I have a really great neighbor, Fred, across the street that is a electrician and helps me out when I do something really dumb with the house....which happens way more than I would like. Fred has helped me out many times and this year his wife was diagnosed with cancer again and so they are doing their best to cope and deal with what life gives them. Fred and his wife never complain, yell, anything and are so quiet and good hearted it just does not seem fair for them to go through this.
Several weeks ago I was over at his house asking for a little house wiring help and we got to talking hobbies and trains. After a short time Fred mentions he has his boyhood train which is a postwar Lionel as it turns out and he finds it and tells me it has not run in years due to some stripped gears. It looked pretty bad but right then and there I knew what I had to do. I asked Fred if he would not mind letting me take a look at his engine and take a brief inventory of what he had and Fred agreed. Fred has a 2065, no tender, one hopper, and one caboose. I took the engine home and started working on what I could do. A couple of weeks later at my club meet I found a recently serviced 2065 and tender for a $100 and then asked a friend if he could go through the engine and swap over the drive train to Fred's shell and check everything. I also found an NYC gondola to add to Fred's set.

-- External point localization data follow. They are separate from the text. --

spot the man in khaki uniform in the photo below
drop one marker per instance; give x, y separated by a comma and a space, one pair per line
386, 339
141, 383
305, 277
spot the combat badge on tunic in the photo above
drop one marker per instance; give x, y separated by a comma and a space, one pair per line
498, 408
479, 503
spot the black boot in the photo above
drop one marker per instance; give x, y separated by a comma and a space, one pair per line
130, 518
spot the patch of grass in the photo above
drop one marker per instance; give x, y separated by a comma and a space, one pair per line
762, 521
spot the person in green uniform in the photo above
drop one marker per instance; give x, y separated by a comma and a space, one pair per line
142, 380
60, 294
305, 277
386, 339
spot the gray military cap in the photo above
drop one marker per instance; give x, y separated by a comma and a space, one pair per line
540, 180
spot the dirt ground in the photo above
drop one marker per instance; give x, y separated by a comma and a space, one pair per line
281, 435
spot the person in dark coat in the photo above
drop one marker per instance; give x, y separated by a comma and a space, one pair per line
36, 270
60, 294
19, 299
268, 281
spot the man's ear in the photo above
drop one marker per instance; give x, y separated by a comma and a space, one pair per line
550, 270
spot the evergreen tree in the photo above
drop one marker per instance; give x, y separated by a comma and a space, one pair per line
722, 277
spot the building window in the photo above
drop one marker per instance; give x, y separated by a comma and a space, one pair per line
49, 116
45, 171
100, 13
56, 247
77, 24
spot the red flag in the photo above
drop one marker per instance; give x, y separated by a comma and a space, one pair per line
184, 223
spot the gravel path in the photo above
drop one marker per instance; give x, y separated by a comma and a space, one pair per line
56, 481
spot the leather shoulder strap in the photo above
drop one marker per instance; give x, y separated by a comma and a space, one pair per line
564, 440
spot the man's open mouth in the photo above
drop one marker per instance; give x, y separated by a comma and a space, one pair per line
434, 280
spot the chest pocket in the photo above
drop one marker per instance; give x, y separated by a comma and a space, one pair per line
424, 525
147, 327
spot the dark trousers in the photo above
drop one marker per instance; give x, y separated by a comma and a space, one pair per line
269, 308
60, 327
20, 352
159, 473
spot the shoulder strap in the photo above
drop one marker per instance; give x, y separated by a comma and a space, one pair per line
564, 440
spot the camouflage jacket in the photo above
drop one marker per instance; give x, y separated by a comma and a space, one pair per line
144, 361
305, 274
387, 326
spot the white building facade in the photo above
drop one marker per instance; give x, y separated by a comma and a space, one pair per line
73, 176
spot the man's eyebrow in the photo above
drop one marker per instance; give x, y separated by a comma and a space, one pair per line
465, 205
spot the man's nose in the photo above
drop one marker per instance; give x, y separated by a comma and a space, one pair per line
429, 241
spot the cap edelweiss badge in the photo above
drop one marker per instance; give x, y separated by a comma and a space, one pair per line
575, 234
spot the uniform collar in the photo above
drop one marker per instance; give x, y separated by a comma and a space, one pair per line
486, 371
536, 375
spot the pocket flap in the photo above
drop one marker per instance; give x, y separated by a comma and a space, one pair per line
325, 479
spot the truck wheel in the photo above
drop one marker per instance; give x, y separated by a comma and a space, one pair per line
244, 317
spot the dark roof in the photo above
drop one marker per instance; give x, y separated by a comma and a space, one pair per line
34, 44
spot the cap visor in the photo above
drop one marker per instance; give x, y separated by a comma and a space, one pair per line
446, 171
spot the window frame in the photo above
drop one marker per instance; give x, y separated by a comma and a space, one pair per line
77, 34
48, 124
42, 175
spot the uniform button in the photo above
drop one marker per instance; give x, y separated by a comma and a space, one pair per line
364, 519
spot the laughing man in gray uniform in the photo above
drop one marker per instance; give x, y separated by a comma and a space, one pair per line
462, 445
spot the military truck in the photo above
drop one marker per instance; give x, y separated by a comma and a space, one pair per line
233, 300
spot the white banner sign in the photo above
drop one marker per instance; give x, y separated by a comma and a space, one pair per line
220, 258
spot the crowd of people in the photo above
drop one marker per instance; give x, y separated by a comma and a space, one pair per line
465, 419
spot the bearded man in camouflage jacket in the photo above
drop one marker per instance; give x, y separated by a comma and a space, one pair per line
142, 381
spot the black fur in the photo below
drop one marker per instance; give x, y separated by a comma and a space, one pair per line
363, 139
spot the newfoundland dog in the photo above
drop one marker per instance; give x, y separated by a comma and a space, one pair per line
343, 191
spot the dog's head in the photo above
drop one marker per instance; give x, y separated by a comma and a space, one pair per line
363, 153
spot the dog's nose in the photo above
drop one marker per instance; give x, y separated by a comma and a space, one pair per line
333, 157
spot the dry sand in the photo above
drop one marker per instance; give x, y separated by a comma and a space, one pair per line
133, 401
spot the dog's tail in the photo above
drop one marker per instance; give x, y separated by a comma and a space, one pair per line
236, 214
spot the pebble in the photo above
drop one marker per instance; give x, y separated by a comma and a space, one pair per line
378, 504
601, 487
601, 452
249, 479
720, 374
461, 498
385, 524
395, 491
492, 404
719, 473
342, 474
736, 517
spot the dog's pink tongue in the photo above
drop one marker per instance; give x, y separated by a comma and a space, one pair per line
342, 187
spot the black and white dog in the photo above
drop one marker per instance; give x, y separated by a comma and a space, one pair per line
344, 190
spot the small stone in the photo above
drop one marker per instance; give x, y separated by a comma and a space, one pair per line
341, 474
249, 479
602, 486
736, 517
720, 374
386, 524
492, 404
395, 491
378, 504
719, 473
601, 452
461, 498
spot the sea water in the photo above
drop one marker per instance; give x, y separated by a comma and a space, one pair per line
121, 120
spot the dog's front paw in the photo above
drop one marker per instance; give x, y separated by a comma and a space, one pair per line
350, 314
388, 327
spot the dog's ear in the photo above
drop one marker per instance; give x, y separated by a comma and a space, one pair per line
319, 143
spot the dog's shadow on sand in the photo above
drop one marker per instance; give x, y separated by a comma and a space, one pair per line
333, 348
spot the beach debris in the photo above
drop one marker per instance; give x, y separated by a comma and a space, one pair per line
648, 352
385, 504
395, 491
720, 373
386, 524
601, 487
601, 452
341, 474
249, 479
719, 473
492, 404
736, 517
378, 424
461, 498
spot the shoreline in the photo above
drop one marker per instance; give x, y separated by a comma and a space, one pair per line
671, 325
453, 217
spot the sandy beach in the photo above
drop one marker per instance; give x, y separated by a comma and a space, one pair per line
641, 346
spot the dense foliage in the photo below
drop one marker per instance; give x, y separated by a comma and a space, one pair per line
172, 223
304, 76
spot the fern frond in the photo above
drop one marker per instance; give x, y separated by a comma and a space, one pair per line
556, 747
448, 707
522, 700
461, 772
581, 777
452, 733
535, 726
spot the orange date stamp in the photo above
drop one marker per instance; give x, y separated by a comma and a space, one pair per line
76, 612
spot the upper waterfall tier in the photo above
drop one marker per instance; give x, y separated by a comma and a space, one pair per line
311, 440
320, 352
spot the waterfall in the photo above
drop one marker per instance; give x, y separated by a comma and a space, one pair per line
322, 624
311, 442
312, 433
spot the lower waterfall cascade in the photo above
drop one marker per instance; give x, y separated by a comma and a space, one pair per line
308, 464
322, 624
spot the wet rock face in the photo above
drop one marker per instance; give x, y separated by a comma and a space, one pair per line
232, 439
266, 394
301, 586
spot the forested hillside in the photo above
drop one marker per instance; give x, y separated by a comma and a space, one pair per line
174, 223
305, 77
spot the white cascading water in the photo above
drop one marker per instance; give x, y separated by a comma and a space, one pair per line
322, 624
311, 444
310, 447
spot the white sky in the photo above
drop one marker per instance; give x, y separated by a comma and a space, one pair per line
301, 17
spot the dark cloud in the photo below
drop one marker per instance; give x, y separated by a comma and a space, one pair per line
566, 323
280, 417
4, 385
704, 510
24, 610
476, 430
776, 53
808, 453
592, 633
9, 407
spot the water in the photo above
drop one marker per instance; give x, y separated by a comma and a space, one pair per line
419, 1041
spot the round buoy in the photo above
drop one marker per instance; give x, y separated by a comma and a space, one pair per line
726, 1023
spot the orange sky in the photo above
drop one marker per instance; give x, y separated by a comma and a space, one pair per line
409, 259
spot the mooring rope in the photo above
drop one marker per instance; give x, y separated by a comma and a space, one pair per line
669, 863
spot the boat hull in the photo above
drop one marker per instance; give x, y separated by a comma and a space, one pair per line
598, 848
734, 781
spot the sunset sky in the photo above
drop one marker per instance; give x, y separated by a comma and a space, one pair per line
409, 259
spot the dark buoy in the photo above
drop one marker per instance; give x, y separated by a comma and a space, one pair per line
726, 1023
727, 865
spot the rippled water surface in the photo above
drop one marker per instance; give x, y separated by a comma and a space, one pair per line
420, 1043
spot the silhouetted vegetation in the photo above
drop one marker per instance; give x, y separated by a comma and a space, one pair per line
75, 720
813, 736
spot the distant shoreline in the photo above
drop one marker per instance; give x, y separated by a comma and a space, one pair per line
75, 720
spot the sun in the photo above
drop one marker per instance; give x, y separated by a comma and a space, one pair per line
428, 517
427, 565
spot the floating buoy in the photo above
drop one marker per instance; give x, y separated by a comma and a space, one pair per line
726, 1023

I gave my friend a tinplate station as a thank you for the engine service and found a 1033 transformer for him to put in a new cord and service it. I had a new starter loop of Fastrack that I found while organizing some trains and a spare Marx tunnel. Every train loop needs a tunnel, right? Oh, and I pulled a nice postwar boxcar from my collection to give to Fred also. So today I have everything ready except that I needed to clean the trucks on his 2 pieces of rolling stock. I waited until I saw his garage door open and went over to ask him to borrow the cars to clean up. Well Fred had decided to clean those 2 cars and cannibalize a tanker car he did not tell me about for the couplers so I asked to take the tanker car so I could get couplers later to fix that one. I did not realize how excited Fred was and so I told Fred I had something for him.
I went back home and then brought Fred his train, the gondola, boxcar, transformer, tunnel, and loop of Fastrack. I cannot even explain the joy I saw in Fred along with the tears of happiness seeing his boyhood train restored with a tender, new track, some extra cars, he loved the boxcar, and the tunnel. Fred was speechless, gave me a big hug, and told me how the person that gave him this train had passed away a long time ago and how much this meant. I was so blessed to be able to do something nice that involved the hobby that I love so much.
My challenge to everyone else is to find that person with that broken train and help them out since it only takes a little effort and pay it forward!